Halmich schlägt Raab die „Fresse ein“
Bei der Pressekonferenz im Kölner Maritim Hotel legt Raab nach. Er habe sich auf den Kampf vorbereitet, in dem er Freundinnen beim Kochen und Putzen zugesehen hat, erklärt er. Und dichtet ein Spottlied mit Reimen wie „Ich hau dir erstmal die Zähne raus, und schick dich dann zurück ins Frauenhaus“. Halmich kontert mit eigenen Sprüchen: „Für mich war es nicht der finanzielle Reiz, sondern in deine Fresse kann man einfach nur reinschlagen, das möchte ich gerne.“ Für ihre sportliche Karriere hat das Match gegen den 37 Kilo schwereren Entertainer keine Bewandtnis, lässt ihre Popularität aber erst recht explodieren.
Ob eine Niederlage überhaupt keine Auswirkungen auf ihre Karriere gehabt hätte? „Wenn ich gegen Raab verloren hätte, da hätte ich mein Gesicht verloren, egal ob sportlich oder privat“, sagt Halmich bestimmt.
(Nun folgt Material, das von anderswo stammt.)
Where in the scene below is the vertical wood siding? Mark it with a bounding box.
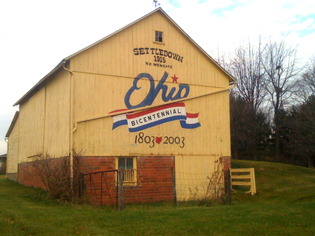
[6,116,19,174]
[70,12,229,88]
[69,11,232,200]
[44,71,70,157]
[73,92,230,156]
[12,70,70,163]
[175,155,223,201]
[71,11,231,158]
[19,88,45,161]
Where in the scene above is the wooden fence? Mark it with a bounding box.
[230,168,256,195]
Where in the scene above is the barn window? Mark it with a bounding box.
[155,31,163,42]
[118,157,133,170]
[117,157,137,185]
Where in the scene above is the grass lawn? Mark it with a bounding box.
[0,160,315,235]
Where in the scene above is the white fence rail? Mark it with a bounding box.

Sie behält jedoch ihr Gesicht und demoliert das von Raab, dem sie die Nase bricht. „Es war ein Ausflug in eine Showwelt, aber es hat mir auch Spaß gemacht“, beurteilt sie die Matches gegen den „TV Total“-Moderator im Nachhinein. Für einen Rückkampf kehrt sie im März 2007 in diese Welt zurück. Dieses Mal ist es das ganz große Spektakel: Raab fährt mit einem Panzer ein, 19.500 Zuschauer sind in der Kölnarena vor Ort, im TV verfolgen 7,74 Millionen Zuschauer die Show, bei der Halmich den einstimmigen Punktsieg über den Entertainer erzielt.
Bezahlung nach Quote, nicht nach Geschlecht
Mit seinen despektierlichen Äußerungen in Sachen Frauenboxen ist Raab zum Zeitpunkt ihres ersten Duells kein Einzelfall. „Ich bin mit solchen Sprüchen großgeworden, hatte mir schon ein hartes, dickes Fell angeeignet und gemerkt, dass ich mit dieser ganzen Machoriege fertig werden muss, bis hin zu den Journalisten, die mir die dämlichsten Fragen gestellt haben, so typische Frauenfragen“, beschreibt die Box-Queen den Kampf um Gleichberechtigung. Den führt sie auch am Verhandlungstisch.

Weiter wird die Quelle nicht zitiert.